Коляска довольно долго катила вдоль набережной, потом въехала в короткую улицу с виллами и садами. В конце улицы возвышался засаженный виноградниками, залитый солнцем холм, помеченный серыми оливами. На самом склоне стояло несколько высоких красных домов с зелеными окнами. Дорога вела прямо к холму. Тротуары и асфальт вдруг кончились, уступив место заросшей травой тропинке. Экипаж остановился, и Марчелло поднял глаза: в глубине сада виднелось серое трехэтажное здание с черной чешуей шифера на крыше и мансардой. Кучер сухо сказал: "Это здесь", взял деньги и поспешно повернул лошадь. Марчелло подумал, что тот, наверное, оскорблен тем, что пришлось ехать в такое место, но, толкая калитку, решил, что, вероятно, приписывает кучеру испытываемое им самим отвращение. Марчелло зашагал по аллейке между двумя рядами пыльных фитосфор, направляясь к двери с цветными стеклами. Он всегда ненавидел эти дома и был там всего два-три раза в юности, всякий раз унося с собой чувство отвращения и раскаяния, словно совершал нечто недостойное, чего не следовало бы делать.
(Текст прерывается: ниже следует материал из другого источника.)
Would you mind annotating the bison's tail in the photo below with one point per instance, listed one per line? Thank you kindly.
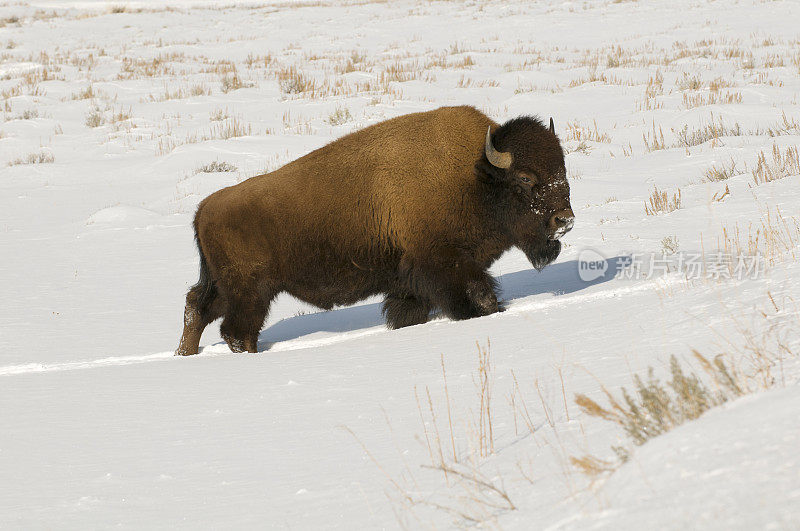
(205, 289)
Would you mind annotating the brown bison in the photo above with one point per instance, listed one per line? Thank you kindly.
(415, 208)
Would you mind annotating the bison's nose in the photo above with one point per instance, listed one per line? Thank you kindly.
(562, 222)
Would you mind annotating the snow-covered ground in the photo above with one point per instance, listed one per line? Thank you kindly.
(113, 114)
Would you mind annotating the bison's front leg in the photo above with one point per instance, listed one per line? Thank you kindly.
(243, 320)
(403, 310)
(460, 287)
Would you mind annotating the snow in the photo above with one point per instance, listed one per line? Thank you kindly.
(101, 426)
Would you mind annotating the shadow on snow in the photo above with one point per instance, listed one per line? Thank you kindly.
(558, 279)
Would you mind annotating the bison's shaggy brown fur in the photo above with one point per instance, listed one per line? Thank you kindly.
(414, 208)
Испытывая тошноту, он поднялся на несколько ступенек и толкнул стеклянную дверь; тут же зазвонил колокольчик. Марчелло оказался в вестибюле перед лестницей с деревянными перилами. Он узнал приторный запах пудры, пота и мужской спермы. Дом был погружен в тишину и оцепенение летнего дня. Пока он оглядывался, невесть откуда появилась горничная, одетая в черное, в белом фартучке, завязанном на талии, маленькая, проворная, с острым личиком хорька, оживленными блестящими глазами, и поприветствовала его звонким, радостным голосом.
Мне надо поговорить с хозяйкой, — сказал Марчелло, снимая шляпу, быть может, с излишней вежливостью.
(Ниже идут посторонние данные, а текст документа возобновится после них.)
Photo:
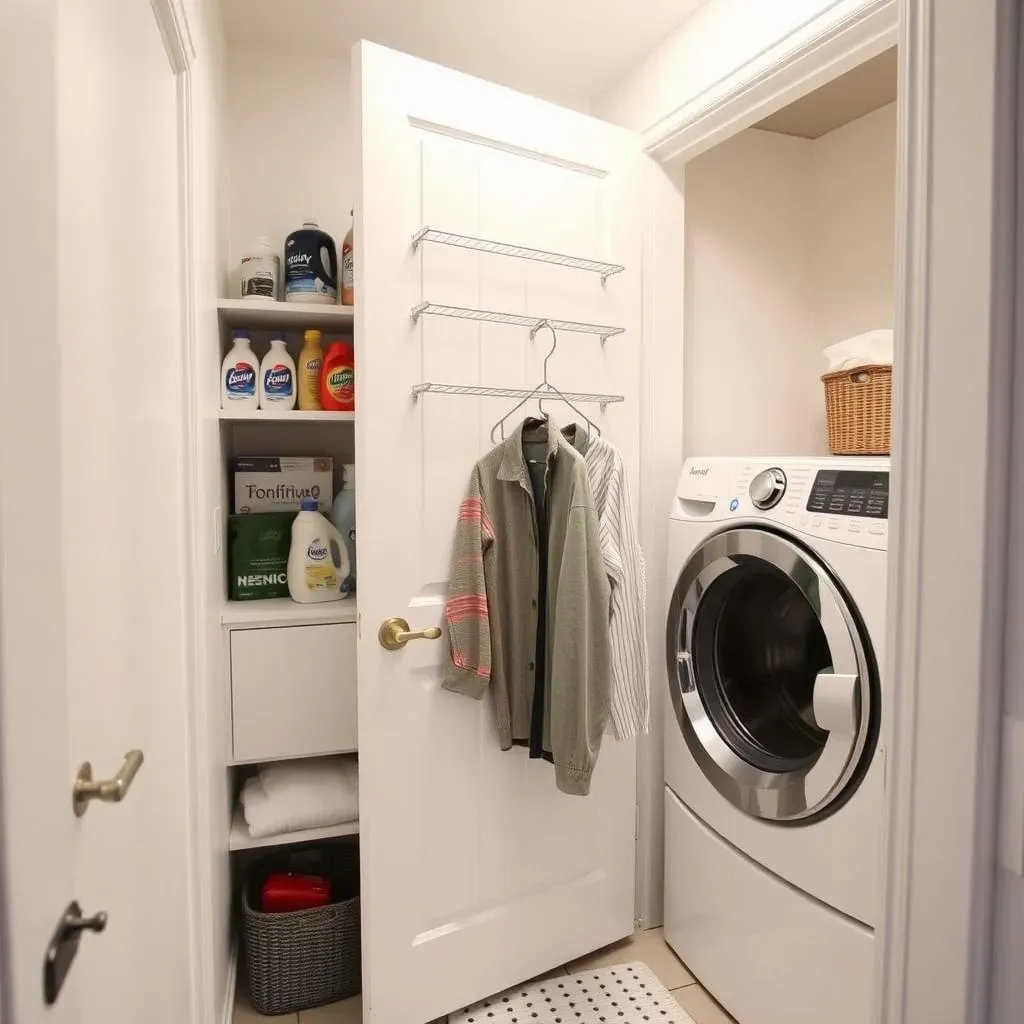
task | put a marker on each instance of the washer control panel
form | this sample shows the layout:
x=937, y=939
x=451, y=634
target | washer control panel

Хорошо, красавчик, ты с ней поговоришь, — ответила девица на деревенском наречии, — а пока иди в залу… хозяйка сейчас придет… заходи.
Марчелло, оскорбленный тыканьем и случившимся недоразумением, тем не менее дал подтолкнуть себя к притворенной двери. Он увидел длинный затененный зал, где никого не было; по стенам стояли диванчики, обитые красной материей. Пол был пыльный, словно в зале ожидания на вокзале. Потрепанная грязная обивка подчеркивала убогий характер общественного заведения, соединенного с интимностью и скрытностью домашней жизни.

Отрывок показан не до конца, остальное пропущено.